System Design: Order Routing & Assignment

Requirements

Functional Requirements:

Match incoming delivery orders to the optimal available driver in real-time
Support order batching — grouping multiple orders for a single driver when pickups or drop-offs are nearby
Handle driver offer acceptance/rejection with automatic reassignment on timeout
Priority routing for scheduled orders, premium customers, and time-sensitive items
Dynamic adjustment of search radius based on driver supply/demand in an area
Support multi-stop routes for batched deliveries with optimized sequencing

Non-Functional Requirements:

Process 5,000 order assignments per second at peak
Driver assignment within 30 seconds of order readiness for 95th percentile
Assignment decision latency under 200ms per batch computation cycle
99.99% availability — failed assignment means lost revenue and poor customer experience
Fair distribution of orders across drivers to maintain driver satisfaction and retention

Scale Estimation

At peak, 5,000 orders/sec need assignment against a pool of 500K available drivers across all markets. Each market (city) operates independently, with the largest markets (NYC, LA, Chicago) having 20K-50K active drivers and 200-500 orders/sec. The matching algorithm runs every 2 seconds, processing all unassigned orders in a batch. Each cycle evaluates ~1,000 unassigned orders against ~30K candidate drivers per market, producing a matching matrix of 30M candidate pairs that must be scored and optimized. Driver location data updates at 4-second intervals, requiring the spatial index to handle 125K updates/sec (500K drivers / 4 seconds).

High-Level Architecture

The order routing system is structured as a three-stage pipeline: Candidate Generation, Scoring, and Assignment. When an order enters the assignment pool (either immediately upon placement or when the restaurant prep timer indicates food will be ready soon), the Candidate Generation stage queries a geospatial index to find all drivers within a dynamic radius (typically 3-8 km, expanding if no candidates are found). The Scoring stage evaluates each candidate driver using a multi-factor scoring model. The Assignment stage solves a global optimization problem to find the best overall matching.
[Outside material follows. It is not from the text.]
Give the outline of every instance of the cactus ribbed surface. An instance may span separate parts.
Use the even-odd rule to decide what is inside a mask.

The system operates on a batch cycle architecture rather than processing orders individually. Every 2 seconds, a Batch Coordinator collects all unassigned orders and available drivers in a market, runs the full matching pipeline, and emits assignment decisions. This batched approach produces globally better assignments than greedy first-come-first-served matching — an order that arrived 1 second ago might be better served by a driver that just became available, which greedy matching would have already assigned to an older order.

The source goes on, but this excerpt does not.